Then I started watching and the community aspect of reality TV finally made sense.

Watching them alone, it can be hard to achieve just the right effect. Instead of being the worldly wise viewer who is aware of the irony of watching a show just to laugh at it, seeing The Bachelorette without someone to comment on it with could turn me into the same zombie that has seen every episode of Say Yes to the Dress on TLC (I'm convinced this show is just some sort of advertising conspiracy that people like me have bought into. That being said, I want to buy my wedding dress at Kleinfeld). But I won't let reality TV do that to me.

Watching these shows is just the perfect exercise in tongue-in-cheek humor. We don't actually believe that these people are going to find the loves of their lives on TV. We don't think that you can see two people form a committed relationship in a game show-like atmosphere.

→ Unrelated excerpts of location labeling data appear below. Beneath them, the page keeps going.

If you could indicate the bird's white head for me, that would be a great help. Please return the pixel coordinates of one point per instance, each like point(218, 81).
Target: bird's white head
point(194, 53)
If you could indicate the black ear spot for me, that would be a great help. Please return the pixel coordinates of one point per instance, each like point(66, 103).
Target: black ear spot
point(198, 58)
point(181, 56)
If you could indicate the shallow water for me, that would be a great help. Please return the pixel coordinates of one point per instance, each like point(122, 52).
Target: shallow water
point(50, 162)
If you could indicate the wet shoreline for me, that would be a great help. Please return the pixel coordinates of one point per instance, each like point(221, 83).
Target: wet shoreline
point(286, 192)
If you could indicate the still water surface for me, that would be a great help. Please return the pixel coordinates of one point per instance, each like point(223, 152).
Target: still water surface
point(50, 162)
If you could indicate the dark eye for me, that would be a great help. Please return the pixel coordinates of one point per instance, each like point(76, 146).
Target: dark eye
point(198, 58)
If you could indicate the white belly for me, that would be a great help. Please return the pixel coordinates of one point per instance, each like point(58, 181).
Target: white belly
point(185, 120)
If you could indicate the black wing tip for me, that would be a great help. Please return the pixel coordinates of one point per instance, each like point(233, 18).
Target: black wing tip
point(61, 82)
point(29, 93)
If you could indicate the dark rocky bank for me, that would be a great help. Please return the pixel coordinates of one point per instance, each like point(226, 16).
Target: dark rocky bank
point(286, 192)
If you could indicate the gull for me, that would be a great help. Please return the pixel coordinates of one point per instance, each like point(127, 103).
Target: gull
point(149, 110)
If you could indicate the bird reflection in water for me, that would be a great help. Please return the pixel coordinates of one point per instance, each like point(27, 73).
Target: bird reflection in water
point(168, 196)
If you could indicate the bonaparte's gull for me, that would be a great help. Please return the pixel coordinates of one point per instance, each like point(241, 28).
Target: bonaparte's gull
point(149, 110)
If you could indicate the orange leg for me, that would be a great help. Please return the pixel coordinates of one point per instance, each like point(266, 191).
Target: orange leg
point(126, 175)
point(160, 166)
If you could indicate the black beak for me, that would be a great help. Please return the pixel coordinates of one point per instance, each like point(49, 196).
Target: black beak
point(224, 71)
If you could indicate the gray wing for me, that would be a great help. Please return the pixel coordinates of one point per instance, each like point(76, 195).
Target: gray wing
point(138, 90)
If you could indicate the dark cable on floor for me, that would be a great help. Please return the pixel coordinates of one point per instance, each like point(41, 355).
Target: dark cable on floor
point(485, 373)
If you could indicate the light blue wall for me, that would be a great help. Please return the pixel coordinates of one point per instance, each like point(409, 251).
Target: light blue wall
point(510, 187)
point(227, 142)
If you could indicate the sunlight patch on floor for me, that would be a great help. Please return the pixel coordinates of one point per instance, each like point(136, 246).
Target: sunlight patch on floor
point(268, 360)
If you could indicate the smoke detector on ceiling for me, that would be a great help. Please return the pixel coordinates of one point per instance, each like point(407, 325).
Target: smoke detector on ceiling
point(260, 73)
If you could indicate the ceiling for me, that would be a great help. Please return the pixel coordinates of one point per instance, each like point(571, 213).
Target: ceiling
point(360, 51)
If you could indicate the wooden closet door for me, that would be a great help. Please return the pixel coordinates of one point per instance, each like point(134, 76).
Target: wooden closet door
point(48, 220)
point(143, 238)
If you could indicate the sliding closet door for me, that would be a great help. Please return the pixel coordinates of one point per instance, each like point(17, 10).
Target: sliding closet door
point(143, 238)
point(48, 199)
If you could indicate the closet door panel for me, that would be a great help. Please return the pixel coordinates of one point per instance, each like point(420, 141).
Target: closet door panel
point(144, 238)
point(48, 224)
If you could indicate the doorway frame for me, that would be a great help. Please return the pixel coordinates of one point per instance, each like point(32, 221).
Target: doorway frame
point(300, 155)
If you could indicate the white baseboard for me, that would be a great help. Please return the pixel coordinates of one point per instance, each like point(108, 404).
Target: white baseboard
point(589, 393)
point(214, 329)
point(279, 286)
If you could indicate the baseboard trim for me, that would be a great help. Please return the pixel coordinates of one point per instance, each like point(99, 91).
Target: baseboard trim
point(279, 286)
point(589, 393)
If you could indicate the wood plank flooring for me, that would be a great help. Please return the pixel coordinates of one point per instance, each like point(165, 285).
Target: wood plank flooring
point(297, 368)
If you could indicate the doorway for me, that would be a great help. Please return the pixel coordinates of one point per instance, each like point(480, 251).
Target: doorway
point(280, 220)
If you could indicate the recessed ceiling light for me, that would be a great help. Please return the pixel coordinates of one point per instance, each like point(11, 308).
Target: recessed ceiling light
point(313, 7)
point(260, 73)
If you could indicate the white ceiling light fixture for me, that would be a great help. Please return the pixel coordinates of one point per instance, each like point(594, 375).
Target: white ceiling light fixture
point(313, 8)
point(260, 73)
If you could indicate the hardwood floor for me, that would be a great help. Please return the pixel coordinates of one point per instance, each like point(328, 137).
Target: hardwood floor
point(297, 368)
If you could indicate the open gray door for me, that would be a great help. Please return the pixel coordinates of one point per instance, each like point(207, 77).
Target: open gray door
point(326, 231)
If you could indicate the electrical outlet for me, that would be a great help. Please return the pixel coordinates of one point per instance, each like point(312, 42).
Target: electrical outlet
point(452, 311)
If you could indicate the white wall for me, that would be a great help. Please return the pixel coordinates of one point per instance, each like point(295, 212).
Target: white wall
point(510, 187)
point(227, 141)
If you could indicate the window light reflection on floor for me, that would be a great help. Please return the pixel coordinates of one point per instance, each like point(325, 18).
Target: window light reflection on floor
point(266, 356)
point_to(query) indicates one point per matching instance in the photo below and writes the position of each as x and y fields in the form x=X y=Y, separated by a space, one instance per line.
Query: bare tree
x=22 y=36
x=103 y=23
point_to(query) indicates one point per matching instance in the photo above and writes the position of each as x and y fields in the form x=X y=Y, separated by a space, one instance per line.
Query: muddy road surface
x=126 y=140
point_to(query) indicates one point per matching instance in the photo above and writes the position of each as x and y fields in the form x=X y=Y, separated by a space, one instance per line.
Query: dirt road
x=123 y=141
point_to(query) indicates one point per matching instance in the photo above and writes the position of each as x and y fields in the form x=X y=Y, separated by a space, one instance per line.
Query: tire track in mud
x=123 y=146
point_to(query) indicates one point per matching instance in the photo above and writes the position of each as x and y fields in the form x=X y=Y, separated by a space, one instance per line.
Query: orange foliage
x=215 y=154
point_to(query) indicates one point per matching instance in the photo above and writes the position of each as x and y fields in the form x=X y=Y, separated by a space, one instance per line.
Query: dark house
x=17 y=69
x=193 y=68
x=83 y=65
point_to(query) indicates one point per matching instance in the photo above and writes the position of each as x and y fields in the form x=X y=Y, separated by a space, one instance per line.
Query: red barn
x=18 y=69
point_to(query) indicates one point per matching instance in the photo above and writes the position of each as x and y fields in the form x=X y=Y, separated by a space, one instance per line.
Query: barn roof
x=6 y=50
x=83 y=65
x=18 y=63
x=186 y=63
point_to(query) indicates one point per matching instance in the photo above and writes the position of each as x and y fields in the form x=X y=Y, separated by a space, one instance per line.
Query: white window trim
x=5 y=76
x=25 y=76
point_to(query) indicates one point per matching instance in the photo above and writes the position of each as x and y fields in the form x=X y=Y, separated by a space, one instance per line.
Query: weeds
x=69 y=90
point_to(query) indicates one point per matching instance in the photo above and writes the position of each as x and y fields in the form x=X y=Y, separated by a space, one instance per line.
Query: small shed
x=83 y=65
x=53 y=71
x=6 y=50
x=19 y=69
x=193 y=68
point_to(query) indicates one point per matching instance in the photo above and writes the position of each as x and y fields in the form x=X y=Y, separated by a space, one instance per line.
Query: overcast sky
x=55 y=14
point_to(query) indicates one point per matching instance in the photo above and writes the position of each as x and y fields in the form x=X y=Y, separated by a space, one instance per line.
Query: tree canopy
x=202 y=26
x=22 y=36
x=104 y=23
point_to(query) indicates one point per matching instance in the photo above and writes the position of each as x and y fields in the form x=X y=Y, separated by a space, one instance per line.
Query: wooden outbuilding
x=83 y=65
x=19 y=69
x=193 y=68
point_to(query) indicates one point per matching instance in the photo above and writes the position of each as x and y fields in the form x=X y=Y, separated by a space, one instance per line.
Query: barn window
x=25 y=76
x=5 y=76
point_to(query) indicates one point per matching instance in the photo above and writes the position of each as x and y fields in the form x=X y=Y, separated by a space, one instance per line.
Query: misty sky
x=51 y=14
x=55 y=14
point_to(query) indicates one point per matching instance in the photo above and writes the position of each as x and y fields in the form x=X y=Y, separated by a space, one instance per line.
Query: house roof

We don't even know that the events we're watching aren't 100 percent staged.

It's why a show like Burning Love that is a full-on parody of The Bachelor can be such a pleasant mode of entertainment. Almost as good as the actual show, if not for its short length and occasionally disturbing tips into the realm of the off-beat, I've seen every episode in the web series.

For this reason, I feel I need no explanation for my love. Or for my desire to cultivate a community of fellow Bachelorette fans. Why should I defend what I know does not reflect badly on me?

The past few weeks have had me trying to convince at least two of my friends into watching The Bachelorette. The feat might be a lost cause, except for the fact that there is a legitimate argument in favor of watching this show. It's funny. Legitimately funny.

I just wish more people understood.

I think that's the true motto of anyone who watches these shows. The fact of the matter is we're being taunted for taunting what we know is ridiculous. And just to go along with the southern theme of this season (the Bachelorette is from North Carolina), everyone would be better off if y'all understood.